Я с трудом, но встаю с кровати. Меня качает, я с брезгливостью смотрю на собственный живот и на голые ноги, не прикрытые ночнушкой. Живот–животик, я бегемотик! Толстой меня назвать не сможет никто, но животик чувствуется, хотя ему это нравится.

Ему это нравится, как нравится и многое другое.

Или нравилось.

До того, как он захотел меня убить.

Секретарша заваривает ему кофе. Прямо в чашке, видимо, растворимый. Какой–нибудь «нескафе». Секретарша не опасна, я знаю ее сто лет. Она работает у него два года и она — его руки, глаза и ноги. Так он сам говорит. Он берет чашку, делает глоток и ставит рядом с компьютером.

Или мне все это действительно кажется, или кубик Седого работает.

Хотя на самом деле я этого не знаю.

Я поворачиваюсь к зеркалу и смотрю на себя все с той же брезгливостью.

Когда тебе тридцать шесть, то желательно высыпаться и — без снотворного. Лицо похоже на яичницу, причем — остывшую. Сморщенную и не аппетитную. Может быть, что и подгорелую. Под глазами круги, губы бледные, щеки впали. Смерть у зеркала, такую и убивать не стоит.

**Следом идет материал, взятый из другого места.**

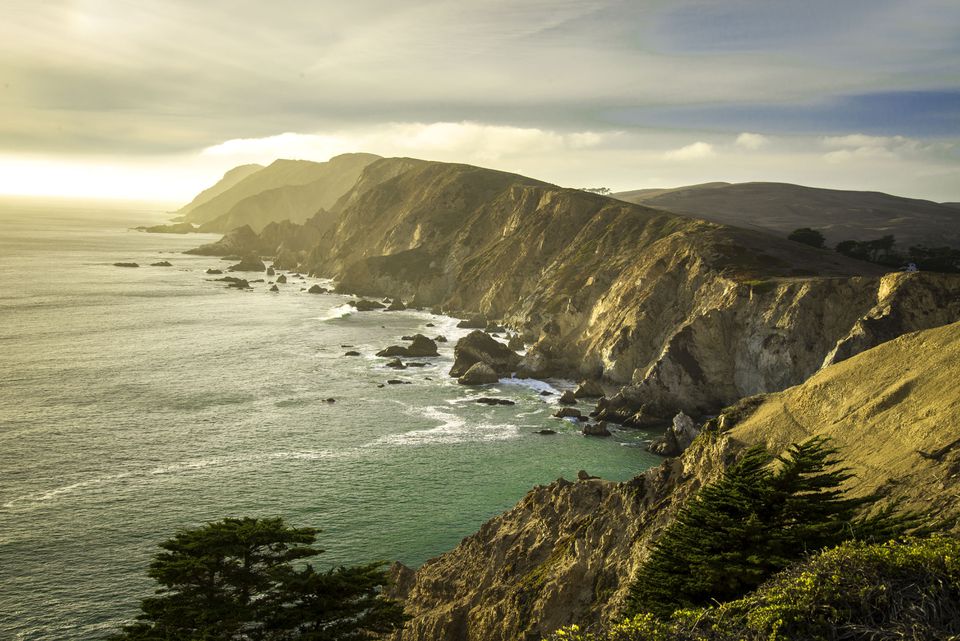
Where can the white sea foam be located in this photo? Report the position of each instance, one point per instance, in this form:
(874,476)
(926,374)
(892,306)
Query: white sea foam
(452,429)
(337,312)
(179,467)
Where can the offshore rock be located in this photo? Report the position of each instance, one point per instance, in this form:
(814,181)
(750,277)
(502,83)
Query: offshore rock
(248,263)
(595,429)
(478,321)
(420,347)
(588,389)
(677,438)
(240,241)
(364,305)
(478,347)
(567,551)
(396,306)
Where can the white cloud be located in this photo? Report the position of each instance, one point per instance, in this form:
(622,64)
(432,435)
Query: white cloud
(862,140)
(871,152)
(751,141)
(694,151)
(457,141)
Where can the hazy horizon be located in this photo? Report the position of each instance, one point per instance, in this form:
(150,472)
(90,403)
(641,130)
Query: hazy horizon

Он начинает набирать номер.

Я чувствую это по той боли, что разлилась в висках.

И я знаю, какой номер он сейчас набирает.

Это мой номер. Его номер. Наш номер.

Осталось две цифры, а я все еще стою у зеркала.

Я ненавижу себя такой, хотя иногда мне кажется, что я себя всегда ненавижу.

За то, что я женщина.

Раздается звонок, автоответчик сработает после пятого гудка — так он запрограммирован.

Я доползаю до телефона и беру трубку.

— Ты как?

— Только встала…

— Кто–нибудь звонил?

— Я спала…

— Хорошо, — говорит он и вдруг замолкает. Он молчит и дышит в трубку, а я опять чувствую, как виски разламываются от боли.

— Я прослушаю автоответчик, — говорю я, чтобы опередить его вопрос. Боль стихает, можно даже повернуть голову. — И тебе позвоню, если что важное, хорошо?

— Хорошо, — говорит он тем же тоном. Хорошо, хорошо, хорошо, все хорошо, все просто прекрасно.

Я кладу трубку и выдерживаю паузу. Сколько надо времени, чтобы прослушать на автоответчике сообщение незнакомой Майи? Тридцать секунд? Минуту? Считаю до шестидесяти и набираю номер сама. Его номер.

И слышу его голос.

— Да, — говорю я, — тебе звонила какая–то Майя. Она сказала, чтобы ты позвонил Николаю Александровичу. Или — заехал…

А потом позволяю себе проявить любопытство и спрашиваю: — А это кто?

— Да так, — говорит он, — партнер один… — И добавляет: — Спасибо!

— Пожалуйста, — отвечаю я и жду его новой фразы.

— Я позвоню, — говорит он, — ближе к вечеру. Пока!

Я кладу трубку и чувствую себя последней дурой.

В очередной раз я чувствую себя последней дурой, но ничего не могу с этим поделать.

Мне втемяшилось в голову, что он хочет меня убить и я пошла в одну странную контору, где купила два дурацких кубика. Дура сдурила и купила полную дурость. Дурковатая дура, поступившая дурно. На самом деле все, скорее всего, не так, и Майя — это просто незнакомая Майя, а не убитая женщина с дискеты. И Николай Александрович действительно какой–то партнер, а если кто–то и хочет меня убить, то надо еще подумать, кто.